Washington Nationals – No. 72
- Pitcher
- Born: June 28, 2000 (age 26) Clinton, Iowa, U.S.
- Bats: LeftThrows: Left

MLB debut
- September 1, 2026, for the Washington Nationals

MLB statistics (through September 16, 2026)
- Win–loss record: 1–1
- Earned run average: 10.38
- Strikeouts: 4

Teams
- Washington Nationals (2026–present);

= Jared Simpson (baseball) =

American baseball player (born 2000)

Jared Tyler Simpson (born June 28, 2000) is an American professional baseball pitcher for the Washington Nationals of Major League Baseball (MLB). He made his MLB debut in 2026.

==Amateur career==
Simpson attended Clinton High School in Clinton, Iowa, and played college baseball at Iowa Western Community College, the University of Missouri, and the University of Iowa. As a senior at Iowa in 2023, he posted a 6.54 earned run average (ERA) with 64 strikeouts in 22 appearances.

== Professional career ==
Simpson was selected by the Washington Nationals in the eighth round, 225th overall, of the 2023 Major League Baseball draft. He made his professional debut that year with the Single-A Fredericksburg Nationals. In 2024, Simpson was placed on the 60-day injured list in March and missed most of the season. He returned in September and was assigned to the High-A Wilmington Blue Rocks, pitching in two games. Simpson returned to Wilmington in 2025, recording a 7.62 ERA with 64 strikeouts in 41 relief appearances.

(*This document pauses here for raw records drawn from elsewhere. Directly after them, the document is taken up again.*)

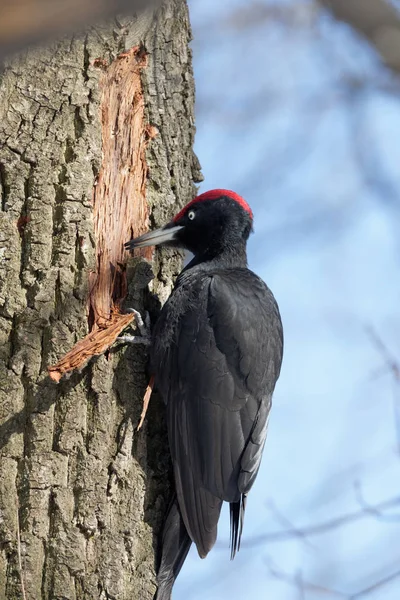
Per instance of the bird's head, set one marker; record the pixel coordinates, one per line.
(210, 223)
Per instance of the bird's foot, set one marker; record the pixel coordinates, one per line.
(144, 330)
(145, 339)
(146, 400)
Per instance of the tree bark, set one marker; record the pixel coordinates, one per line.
(96, 138)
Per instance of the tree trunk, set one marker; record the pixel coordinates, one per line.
(96, 139)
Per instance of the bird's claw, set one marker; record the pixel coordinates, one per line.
(144, 329)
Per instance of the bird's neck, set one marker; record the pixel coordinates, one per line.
(229, 258)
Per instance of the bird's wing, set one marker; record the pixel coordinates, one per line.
(222, 372)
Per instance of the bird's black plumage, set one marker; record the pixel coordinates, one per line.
(216, 353)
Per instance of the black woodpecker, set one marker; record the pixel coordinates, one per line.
(216, 354)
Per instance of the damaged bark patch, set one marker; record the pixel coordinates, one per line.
(93, 344)
(120, 210)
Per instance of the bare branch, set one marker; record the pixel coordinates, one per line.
(317, 529)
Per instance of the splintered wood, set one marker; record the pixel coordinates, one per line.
(93, 344)
(119, 205)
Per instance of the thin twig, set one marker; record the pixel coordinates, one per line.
(351, 517)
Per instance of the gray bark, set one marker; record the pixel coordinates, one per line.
(82, 494)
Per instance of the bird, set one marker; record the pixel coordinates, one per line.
(216, 354)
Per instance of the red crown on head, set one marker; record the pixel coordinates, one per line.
(213, 195)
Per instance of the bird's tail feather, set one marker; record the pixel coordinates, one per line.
(175, 547)
(237, 510)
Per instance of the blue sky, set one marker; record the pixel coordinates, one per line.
(301, 119)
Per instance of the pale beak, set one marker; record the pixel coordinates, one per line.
(154, 238)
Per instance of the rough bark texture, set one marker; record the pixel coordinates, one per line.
(82, 495)
(27, 21)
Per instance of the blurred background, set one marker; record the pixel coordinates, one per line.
(298, 110)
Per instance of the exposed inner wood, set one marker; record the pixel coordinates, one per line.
(119, 205)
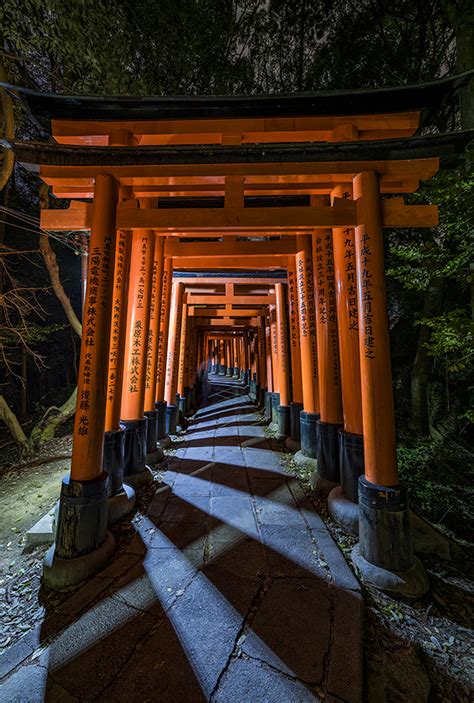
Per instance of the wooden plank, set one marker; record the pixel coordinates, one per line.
(281, 247)
(341, 214)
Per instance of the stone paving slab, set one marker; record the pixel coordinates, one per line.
(232, 590)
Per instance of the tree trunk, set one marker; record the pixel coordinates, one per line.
(51, 421)
(422, 366)
(11, 421)
(53, 269)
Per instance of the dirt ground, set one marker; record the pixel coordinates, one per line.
(418, 652)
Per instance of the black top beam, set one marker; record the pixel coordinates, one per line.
(449, 147)
(425, 97)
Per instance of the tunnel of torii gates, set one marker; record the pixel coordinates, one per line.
(240, 237)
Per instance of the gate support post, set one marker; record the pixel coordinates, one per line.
(283, 408)
(385, 553)
(172, 359)
(343, 500)
(328, 361)
(164, 439)
(121, 496)
(136, 349)
(83, 544)
(296, 405)
(309, 356)
(152, 413)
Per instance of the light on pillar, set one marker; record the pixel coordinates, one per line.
(343, 500)
(154, 454)
(82, 544)
(172, 359)
(296, 405)
(136, 348)
(309, 356)
(160, 404)
(330, 402)
(283, 408)
(275, 395)
(385, 551)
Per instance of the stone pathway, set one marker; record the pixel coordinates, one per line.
(231, 591)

Simpson began the 2026 season with the Double-A Harrisburg Senators and was later promoted to the Triple-A Rochester Red Wings. Between the two affiliates, he logged a 2.30 ERA with 73 strikeouts across 58 2/3 innings. Simpson was called up to the majors for the first time on September 1, 2026. He made his major league debut later that day, pitching three scoreless innings in relief with three strikeouts and earning his first career win.